第214話「魔国将軍来襲」

「バーランド騎士長、助けてやってもいいが条件がある」

「おおっ、アーサマの勇者が助けてくださると!」


「待て、条件があるといったんだ。俺には、気になることがある。まず、ここに来た時のララちゃんへの対応だよ」

「それは、こちらの手違いであると謝罪したはずですが」


「それ以前の問題として、俺には魔族と争う義理がないんだ」

「しかし、魔族は人族の宿敵ですぞ!」


「そこなんだよ、神聖アビスパニア女王国……。神聖って名前がついてるのがまず気に食わない。俺には、魔族の妻もいるし、魔族の傭兵も使っている。このララちゃんを見れば分かるだろう。ユーラ大陸では、人族と魔族の融和が進んでるんだよ」

「そんな、アーサマの勇者である貴方がそう言われるのか!」


 実はユーラ大陸でも、まだそれほど融和が進んでいるわけではないのだけれど。

 どうせアビス大陸に魔族が多いなら、俺の目標としている魔族と人族の融和した国をここに作ってしまえと思い立ったのだ。

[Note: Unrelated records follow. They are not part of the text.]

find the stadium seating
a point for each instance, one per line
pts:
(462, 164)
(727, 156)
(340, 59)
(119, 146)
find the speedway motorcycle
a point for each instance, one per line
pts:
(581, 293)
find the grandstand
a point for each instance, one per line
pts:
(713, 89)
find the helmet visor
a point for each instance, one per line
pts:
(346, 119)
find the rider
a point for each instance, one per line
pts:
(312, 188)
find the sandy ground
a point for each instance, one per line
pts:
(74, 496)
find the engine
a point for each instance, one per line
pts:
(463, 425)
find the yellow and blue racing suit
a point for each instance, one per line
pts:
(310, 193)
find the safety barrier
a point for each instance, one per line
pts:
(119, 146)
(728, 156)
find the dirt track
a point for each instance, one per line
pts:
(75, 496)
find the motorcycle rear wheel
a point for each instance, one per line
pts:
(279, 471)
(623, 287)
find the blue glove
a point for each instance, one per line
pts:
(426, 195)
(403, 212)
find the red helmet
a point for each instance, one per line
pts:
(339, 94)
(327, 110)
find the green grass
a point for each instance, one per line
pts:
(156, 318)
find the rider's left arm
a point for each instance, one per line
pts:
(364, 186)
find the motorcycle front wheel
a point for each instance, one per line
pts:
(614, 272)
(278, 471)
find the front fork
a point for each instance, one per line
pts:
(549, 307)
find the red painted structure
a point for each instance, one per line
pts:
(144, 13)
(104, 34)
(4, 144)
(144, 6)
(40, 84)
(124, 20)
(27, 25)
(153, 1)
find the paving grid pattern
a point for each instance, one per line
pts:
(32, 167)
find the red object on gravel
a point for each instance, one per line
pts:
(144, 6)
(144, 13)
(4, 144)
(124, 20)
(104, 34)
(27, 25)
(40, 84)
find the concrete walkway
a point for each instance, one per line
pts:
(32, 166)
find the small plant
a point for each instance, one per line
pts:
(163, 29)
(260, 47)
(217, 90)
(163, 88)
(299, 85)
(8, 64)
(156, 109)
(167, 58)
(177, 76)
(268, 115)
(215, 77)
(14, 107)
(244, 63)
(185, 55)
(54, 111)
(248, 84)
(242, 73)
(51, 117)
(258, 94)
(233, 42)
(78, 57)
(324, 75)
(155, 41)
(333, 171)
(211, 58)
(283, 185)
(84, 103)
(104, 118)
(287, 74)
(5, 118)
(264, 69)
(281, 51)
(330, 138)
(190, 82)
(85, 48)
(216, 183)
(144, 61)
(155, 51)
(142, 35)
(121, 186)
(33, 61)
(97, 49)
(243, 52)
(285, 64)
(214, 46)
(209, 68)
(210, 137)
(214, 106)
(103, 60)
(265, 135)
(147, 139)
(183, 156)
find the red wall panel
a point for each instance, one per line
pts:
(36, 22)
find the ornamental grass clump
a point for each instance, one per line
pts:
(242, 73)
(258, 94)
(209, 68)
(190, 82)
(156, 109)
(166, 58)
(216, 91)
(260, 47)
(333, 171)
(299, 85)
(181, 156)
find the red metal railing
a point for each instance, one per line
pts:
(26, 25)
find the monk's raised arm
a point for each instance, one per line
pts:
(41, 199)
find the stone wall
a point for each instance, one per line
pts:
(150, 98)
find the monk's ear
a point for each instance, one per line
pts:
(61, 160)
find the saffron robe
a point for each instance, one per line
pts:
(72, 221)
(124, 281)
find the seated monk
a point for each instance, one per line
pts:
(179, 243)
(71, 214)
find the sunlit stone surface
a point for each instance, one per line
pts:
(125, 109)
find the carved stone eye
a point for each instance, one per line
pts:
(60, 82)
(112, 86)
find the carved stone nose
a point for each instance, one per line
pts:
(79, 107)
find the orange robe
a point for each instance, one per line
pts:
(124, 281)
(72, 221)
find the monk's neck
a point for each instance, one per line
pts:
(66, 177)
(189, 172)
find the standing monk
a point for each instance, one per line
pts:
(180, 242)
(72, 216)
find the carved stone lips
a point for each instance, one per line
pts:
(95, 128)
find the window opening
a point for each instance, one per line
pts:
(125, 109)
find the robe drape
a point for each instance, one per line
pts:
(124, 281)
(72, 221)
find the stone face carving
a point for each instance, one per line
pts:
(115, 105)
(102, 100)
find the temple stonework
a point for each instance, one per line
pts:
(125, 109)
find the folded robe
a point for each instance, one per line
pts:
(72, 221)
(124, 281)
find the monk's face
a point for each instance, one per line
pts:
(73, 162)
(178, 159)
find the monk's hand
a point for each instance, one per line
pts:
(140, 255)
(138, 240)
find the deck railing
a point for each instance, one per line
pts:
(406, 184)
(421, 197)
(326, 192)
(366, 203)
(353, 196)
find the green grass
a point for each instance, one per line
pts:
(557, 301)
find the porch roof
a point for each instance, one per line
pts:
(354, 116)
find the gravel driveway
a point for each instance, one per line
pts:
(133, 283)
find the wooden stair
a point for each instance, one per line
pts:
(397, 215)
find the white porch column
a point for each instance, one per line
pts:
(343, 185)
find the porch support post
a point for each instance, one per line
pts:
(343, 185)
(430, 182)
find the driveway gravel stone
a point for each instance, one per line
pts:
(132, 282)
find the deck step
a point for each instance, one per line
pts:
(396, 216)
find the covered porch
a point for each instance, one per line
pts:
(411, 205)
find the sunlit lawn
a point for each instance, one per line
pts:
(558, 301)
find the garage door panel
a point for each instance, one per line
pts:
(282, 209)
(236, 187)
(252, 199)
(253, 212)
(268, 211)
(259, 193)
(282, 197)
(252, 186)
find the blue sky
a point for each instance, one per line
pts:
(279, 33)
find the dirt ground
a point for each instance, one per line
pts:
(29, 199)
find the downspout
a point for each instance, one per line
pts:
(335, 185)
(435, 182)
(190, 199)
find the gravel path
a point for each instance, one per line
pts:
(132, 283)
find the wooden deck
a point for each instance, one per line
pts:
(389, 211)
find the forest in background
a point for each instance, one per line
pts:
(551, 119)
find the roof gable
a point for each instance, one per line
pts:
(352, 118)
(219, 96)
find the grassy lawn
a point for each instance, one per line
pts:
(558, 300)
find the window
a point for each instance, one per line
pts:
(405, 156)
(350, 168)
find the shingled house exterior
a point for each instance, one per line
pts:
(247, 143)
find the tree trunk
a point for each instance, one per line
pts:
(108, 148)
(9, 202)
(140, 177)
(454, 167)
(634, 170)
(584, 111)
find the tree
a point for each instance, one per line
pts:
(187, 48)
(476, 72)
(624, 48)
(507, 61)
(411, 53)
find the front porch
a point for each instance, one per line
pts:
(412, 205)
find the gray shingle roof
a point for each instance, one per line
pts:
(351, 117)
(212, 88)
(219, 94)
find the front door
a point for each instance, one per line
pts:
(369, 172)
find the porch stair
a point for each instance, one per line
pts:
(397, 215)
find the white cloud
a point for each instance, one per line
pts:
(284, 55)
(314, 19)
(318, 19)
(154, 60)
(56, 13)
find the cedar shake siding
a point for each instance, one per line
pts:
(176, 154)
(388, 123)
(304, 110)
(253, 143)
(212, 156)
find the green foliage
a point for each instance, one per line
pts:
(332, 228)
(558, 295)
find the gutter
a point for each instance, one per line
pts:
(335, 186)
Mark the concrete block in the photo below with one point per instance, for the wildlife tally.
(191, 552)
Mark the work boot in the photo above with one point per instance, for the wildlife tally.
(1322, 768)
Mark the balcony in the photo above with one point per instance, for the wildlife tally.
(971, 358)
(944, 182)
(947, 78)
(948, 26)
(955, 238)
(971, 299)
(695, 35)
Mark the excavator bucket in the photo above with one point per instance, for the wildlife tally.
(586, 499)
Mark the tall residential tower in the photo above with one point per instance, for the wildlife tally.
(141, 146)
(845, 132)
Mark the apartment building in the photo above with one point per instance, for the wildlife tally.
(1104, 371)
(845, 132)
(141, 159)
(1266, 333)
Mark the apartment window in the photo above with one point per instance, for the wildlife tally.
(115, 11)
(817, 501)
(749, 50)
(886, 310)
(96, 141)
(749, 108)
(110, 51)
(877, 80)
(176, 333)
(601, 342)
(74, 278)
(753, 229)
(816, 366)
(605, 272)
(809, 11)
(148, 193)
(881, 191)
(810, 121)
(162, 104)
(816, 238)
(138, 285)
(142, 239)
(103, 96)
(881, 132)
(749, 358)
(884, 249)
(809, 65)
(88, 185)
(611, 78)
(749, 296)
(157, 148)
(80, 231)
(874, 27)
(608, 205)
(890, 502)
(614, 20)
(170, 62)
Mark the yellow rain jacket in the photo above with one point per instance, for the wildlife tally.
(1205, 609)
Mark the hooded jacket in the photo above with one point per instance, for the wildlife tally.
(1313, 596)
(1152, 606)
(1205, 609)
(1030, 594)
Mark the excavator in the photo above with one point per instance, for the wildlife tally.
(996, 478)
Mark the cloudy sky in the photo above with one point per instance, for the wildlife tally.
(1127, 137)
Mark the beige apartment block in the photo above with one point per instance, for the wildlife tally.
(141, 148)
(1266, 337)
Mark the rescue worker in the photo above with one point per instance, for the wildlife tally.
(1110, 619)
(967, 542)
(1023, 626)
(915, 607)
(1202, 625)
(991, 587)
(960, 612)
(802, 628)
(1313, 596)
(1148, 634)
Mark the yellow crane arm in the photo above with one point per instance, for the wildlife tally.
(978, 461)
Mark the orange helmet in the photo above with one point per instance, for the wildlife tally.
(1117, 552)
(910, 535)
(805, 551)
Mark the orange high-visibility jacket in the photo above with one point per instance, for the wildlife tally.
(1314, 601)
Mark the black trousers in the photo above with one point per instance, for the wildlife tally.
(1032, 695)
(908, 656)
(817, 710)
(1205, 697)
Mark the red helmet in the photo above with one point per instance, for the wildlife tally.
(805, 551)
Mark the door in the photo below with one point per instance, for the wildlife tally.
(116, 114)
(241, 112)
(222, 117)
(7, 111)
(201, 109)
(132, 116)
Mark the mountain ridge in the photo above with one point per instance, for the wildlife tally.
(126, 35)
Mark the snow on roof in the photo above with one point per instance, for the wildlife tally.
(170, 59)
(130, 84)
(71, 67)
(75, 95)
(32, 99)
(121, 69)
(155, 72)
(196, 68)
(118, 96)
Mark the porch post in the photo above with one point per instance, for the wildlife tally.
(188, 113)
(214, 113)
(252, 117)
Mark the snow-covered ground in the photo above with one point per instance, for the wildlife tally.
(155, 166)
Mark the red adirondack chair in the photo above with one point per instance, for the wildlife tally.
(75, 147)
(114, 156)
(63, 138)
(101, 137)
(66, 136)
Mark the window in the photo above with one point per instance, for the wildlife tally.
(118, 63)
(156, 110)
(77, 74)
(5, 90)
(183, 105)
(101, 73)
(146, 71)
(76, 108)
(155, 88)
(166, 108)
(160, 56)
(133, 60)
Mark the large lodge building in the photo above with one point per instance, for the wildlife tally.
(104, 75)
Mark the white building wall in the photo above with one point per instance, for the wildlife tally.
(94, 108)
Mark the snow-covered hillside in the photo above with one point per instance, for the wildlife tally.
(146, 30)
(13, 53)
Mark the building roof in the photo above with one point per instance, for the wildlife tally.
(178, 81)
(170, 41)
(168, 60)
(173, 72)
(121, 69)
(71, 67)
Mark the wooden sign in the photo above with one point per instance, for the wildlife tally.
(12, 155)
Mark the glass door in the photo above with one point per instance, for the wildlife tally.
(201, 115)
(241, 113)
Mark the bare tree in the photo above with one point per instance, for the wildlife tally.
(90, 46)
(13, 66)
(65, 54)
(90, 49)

 魔族とのハーフである、俺の息子のオラケルが住み良い国をどこかに作りたい。

 ララちゃんのアフリ大陸も候補の一つだが、アビス大陸もそういう土地にできたらいい。


「そうだよ。俺はリリエラ女王の作った『試練の白塔』にも登ったことがあるが、どうもリリエラ女王の自分達だけが神聖で選ばれてるって独善が気に食わない」

「そうは言われましても、アモレット女王陛下のこの『白銀の羽根』を見て下さい。我らこそが創聖女神アーサマより創られた栄えるべき民なのです」


「そんな羽根だったら、俺もアーサマから直接授かっている。ほれみろ、俺が持ってるのは一本だけじゃないぞ」

「なんと!」


 羽根をたくさんもらってきてよかった。

 どっちが、アーサマに期待されているのか一目瞭然である。


「千二百年前の失敗したリリエラ女王との『旧約』などもう時効だよ。あと、俺は混沌母神から『中立の剣』も授かっているからね」


 俺は、銀色に光る『中立の剣』を出して見せてやる。

 アーサマの『光の剣』が使えない以上、このアビスの地ではこれが頼りだ。同時に、この力が残っている以上、混沌母神も俺がやることに反対していない。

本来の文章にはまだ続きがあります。